Caramon tardó unos segundos en asimilar aquello, mientras se encaminaban de vuelta a la calzada que llevaba al castillo del barón.

—¿Crees que esta armadura bastará para compensar al capitán por la pérdida de su silla de montar? —preguntó al cabo. Su tono ponía de manifiesto que albergaba serias dudas al respecto.

—N o, me parece que no —dijo su amigo—. Y ése es el motivo por el que vamos a volver al campamento de los humanos.

—¡Pero si está en esa otra dirección! —señaló Caramon.

—Sí, pero es que antes quiero echar una ojeada a la armadura.

—Podemos hacerlo aquí.

—No, ni hablar. ¿Pesa mucho el cajón?

—Sí —gruñó Caramon.

—Entonces tiene que ser una buena armadura —razonó Cambalache.

—Qué suerte que supieses todo eso sobre la fiesta de Thorbardin —comentó el guerrero, que iba doblado por el peso de la caja.

—¿Qué fiesta? —preguntó Cambalache, que tenía la cabeza en otras cosas.

—¿Quieres decir que…? —empezó Caramon, mirándolo de hito en hito.

—¡Ah, eso! —Cambalache sonrió y guiñó un ojo—. Quién sabe si no habremos dado inicio a toda una nueva tradición enana. —Miró hacia atrás para ver cuánto se habían alejado.
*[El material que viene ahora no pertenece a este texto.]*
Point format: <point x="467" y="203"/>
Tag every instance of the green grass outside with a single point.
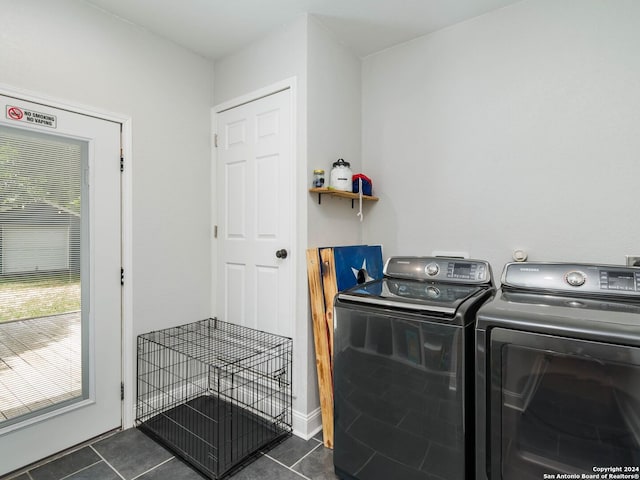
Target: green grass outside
<point x="38" y="297"/>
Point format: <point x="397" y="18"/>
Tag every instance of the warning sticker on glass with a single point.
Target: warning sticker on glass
<point x="30" y="116"/>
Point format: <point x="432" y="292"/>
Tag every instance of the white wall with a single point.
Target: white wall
<point x="334" y="130"/>
<point x="517" y="129"/>
<point x="75" y="54"/>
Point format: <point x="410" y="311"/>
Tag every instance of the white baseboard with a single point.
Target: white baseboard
<point x="306" y="426"/>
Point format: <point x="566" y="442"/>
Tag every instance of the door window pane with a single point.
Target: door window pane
<point x="41" y="227"/>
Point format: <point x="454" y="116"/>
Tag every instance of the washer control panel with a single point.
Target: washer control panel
<point x="439" y="268"/>
<point x="570" y="277"/>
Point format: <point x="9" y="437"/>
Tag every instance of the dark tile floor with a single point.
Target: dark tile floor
<point x="130" y="455"/>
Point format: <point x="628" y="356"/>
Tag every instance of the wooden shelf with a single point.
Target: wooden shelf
<point x="342" y="194"/>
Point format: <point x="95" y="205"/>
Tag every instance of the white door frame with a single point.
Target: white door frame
<point x="289" y="83"/>
<point x="127" y="343"/>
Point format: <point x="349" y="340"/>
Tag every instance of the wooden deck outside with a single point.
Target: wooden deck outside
<point x="40" y="363"/>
Cuando las lumbres de los campamentos quedaron reducidas a pequeños puntos anaranjados en la oscuridad, ordenó hacer un alto—. Ven aquí, detrás de estas rocas —indicó con aire misterioso—. Deja el cajón en el suelo. ¿Puedes abrirlo?

Caramon hizo palanca en la tapa con su cuchillo de caza y la levantó. Cambalache enfocó la luz de la linterna en la armadura.

—¡Es la cosa más hermosa que he visto en mi vida! —exclamó el guerrero en tono reverente—. Ojala Sturm pudiera verla. Fíjate en el martín pescador grabado en el peto. Y las rosas en la visera del yelmo. Y en el excelente trabajo realizado en las partes de cuero. ¡Es perfecta! ¡Perfecta!

—Demasiado —rezongó Cambalache, que se mordisqueó el labio inferior. Miró en derredor, cogió una piedra de buen tamaño y se la tendió a Caramon—. Toma, dale unos cuantos golpes.

—¿Qué? —El guerrero se quedó boquiabierto—. ¿Te has vuelto loco? ¡Se abollaría!

—¡Sí, sí! —dijo su amigo, impaciente—. ¡Vamos, date prisa!

Caramon golpeó la armadura con la piedra, aunque se encogía con cada abolladura que le hacía al hermoso peto, casi como si los golpes los recibiese él.

—Toma —dijo finalmente, entre jadeos—. Con eso debería… —Enmudeció y miró estupefacto a Cambalache, que había cogido su cuchillo y procedía a hacerse un corte en el antebrazo—. Pero ¿qué demonios…?

—Fue una lucha épica, desesperada —murmuró su amigo, que había puesto el brazo sobre la armadura y contemplaba cómo su sangre goteaba sobre ella. Pero es reconfortante saber que el pobre sir Jeffrey murió como un verdadero héroe.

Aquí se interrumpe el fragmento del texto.